Relatives of victims told Human Rights Watch that on June 4, 2017, Yazidi forces detained and then apparently executed men, women, and children.
The watchdog said Yazidi forces were also “implicated in two other incidents of enforced disappearance” of members of local Sunni Arab tribes in late 2017.
The report suggests that the Iraqi government take adequate measures to investigate alleged criminal offences by all parties, in order for the perpetrators to be prosecuted for war crimes.
Those killed reportedly came from eight families of the Sunni Al Bu Metewut tribe who were escaping clashes between ISIL and pro-government militias north of the second city Mosul, the group said.
Yazidi fighters formed the Lalish Brigades and the Ezidkhan Brigades, units under the Popular Mobilization Forces (PMFs), also known as Hashed Al Shaaby, a force of the Iraqi prime minister Haider Al Abadi, and therefore part of the state’s armed forces.

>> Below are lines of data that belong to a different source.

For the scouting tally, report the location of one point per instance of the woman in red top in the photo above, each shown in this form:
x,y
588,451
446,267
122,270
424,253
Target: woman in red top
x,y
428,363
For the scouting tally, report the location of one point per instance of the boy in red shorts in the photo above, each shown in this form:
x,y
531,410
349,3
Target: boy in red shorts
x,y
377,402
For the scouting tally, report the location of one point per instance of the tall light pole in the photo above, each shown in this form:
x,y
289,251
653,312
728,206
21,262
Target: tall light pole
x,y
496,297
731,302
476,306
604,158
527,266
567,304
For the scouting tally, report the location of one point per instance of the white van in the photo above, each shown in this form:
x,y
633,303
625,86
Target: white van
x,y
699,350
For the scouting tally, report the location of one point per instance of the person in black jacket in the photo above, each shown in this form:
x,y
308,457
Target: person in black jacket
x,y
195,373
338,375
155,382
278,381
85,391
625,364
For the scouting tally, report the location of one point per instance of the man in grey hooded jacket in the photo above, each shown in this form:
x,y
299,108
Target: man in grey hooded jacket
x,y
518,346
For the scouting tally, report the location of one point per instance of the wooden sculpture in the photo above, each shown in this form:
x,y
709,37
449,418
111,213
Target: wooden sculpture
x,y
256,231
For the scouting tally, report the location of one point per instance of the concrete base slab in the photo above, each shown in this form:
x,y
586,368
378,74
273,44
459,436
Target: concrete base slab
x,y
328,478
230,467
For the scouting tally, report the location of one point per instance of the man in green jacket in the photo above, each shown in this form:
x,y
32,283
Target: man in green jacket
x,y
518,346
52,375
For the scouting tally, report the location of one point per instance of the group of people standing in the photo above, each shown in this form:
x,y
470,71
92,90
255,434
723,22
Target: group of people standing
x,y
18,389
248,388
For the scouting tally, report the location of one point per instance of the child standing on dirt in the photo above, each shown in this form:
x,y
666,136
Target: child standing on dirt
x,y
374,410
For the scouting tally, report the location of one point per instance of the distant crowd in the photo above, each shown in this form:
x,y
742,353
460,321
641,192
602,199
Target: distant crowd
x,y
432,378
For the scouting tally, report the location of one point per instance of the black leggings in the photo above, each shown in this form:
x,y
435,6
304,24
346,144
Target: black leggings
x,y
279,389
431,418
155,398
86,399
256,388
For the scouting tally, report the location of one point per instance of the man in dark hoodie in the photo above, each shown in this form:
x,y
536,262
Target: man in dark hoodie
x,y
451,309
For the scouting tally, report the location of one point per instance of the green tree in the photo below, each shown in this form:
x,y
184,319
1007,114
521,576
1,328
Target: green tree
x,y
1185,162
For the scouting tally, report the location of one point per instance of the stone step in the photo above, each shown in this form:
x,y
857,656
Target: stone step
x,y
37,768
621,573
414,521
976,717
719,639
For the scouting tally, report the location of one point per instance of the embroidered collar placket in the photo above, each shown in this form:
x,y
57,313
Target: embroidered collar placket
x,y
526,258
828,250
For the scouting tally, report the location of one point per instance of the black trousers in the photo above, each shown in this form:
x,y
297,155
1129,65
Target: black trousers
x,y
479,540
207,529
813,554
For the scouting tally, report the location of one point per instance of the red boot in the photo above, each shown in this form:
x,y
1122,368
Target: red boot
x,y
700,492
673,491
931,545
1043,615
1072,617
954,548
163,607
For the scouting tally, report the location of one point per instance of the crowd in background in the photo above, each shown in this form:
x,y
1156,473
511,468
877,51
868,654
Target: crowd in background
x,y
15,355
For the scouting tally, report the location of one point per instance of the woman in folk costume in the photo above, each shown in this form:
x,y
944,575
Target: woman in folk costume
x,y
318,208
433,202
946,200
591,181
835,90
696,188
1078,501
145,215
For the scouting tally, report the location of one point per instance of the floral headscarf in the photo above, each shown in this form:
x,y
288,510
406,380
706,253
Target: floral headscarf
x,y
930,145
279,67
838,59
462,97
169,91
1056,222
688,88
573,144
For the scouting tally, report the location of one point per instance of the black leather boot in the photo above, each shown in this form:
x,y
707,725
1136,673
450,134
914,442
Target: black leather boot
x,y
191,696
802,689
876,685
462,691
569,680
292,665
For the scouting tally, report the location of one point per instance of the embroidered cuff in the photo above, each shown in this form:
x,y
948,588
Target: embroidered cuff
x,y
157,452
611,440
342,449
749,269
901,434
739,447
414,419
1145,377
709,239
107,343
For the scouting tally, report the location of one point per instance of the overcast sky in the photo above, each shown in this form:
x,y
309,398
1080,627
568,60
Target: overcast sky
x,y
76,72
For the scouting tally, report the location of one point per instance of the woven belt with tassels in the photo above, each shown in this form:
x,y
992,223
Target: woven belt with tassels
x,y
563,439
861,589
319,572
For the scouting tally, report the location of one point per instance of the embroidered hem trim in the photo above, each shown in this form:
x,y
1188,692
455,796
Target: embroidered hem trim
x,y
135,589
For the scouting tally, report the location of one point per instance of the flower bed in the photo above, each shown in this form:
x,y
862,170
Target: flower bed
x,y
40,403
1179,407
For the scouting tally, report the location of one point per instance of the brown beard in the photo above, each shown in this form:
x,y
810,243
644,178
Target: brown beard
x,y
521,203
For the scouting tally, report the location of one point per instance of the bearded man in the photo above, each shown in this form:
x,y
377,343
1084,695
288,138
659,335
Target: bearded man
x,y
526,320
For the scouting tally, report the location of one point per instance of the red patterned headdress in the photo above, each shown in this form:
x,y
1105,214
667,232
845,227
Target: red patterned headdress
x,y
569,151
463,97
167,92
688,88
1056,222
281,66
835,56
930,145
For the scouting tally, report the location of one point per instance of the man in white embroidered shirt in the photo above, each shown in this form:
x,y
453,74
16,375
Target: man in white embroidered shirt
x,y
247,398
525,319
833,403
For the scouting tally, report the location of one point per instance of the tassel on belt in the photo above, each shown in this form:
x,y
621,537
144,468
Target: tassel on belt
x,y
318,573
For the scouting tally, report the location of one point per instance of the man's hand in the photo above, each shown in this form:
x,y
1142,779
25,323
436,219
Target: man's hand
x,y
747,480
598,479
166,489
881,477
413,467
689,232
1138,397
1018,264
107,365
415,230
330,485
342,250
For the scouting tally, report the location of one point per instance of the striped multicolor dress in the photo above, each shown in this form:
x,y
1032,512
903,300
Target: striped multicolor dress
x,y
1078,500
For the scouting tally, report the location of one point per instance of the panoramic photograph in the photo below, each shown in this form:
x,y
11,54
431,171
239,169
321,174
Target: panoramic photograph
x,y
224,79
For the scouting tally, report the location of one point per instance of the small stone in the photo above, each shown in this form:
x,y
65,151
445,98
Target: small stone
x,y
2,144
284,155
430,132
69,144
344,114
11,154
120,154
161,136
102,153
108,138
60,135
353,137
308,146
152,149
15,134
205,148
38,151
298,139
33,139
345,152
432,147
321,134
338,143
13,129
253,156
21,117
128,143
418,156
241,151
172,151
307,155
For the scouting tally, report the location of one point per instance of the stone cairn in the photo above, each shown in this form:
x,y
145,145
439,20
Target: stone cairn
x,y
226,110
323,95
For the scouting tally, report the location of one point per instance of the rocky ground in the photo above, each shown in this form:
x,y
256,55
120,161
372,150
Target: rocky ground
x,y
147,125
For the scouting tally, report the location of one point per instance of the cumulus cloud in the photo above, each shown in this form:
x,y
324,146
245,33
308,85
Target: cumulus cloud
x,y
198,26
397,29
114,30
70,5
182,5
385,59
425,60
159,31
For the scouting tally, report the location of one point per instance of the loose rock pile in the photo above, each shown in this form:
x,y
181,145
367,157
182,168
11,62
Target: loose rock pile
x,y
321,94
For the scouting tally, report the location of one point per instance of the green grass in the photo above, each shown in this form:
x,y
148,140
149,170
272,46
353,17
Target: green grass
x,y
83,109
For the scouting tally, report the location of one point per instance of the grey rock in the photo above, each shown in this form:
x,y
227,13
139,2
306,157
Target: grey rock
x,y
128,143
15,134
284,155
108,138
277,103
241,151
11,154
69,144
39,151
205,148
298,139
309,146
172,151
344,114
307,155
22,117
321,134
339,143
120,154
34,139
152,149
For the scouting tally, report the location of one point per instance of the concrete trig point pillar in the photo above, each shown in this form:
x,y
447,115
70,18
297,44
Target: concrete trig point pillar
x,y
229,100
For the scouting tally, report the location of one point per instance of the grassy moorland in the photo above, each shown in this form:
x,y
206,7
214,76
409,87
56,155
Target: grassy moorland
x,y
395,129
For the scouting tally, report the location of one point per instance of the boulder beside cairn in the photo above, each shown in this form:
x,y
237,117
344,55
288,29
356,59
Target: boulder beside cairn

Two Yazidi community leaders told Human Rights Watch that the Ezidkhan Brigades were responsible for the abduction and killing of the 52 members.
A legal advisor for the Yazidi brigade confirmed to HRW that the fighters had in fact been involved in the capture of 52 individuals, but said the local tribe were “dogs who deserve to die.”
Yazidi officials have accused local tribes of helping to carry out atrocities against their community, allegations tribal leaders deny.
HRW reiterated that Baghdad has a “responsibility to investigate and prosecute abuses against Yazidis members.”
Now as ISIL has been forced from all its territory in Iraq, and the vast bulk of its holdings in neighbouring Syria, concern has grown over reprisal attacks against those who lived under its rule.
“As the ground fighting against ISIL winds down in, state security forces need to turn their focus to preventing retaliation and upholding the rule of law,” Lama Fakih, deputy Middle East director at Human Rights Watch said.
“Past atrocities against the Yazidis don’t give its armed forces a free pass to commit abuses against other groups, whatever their past,” she said.
Other reports confirm that the Yazidi armed forces have been performing an ethnic cleansing campaign in West Mosul, near the border of the Shengal region, in which 24.000 sunni Arabs and Christians have been displaced from their villages.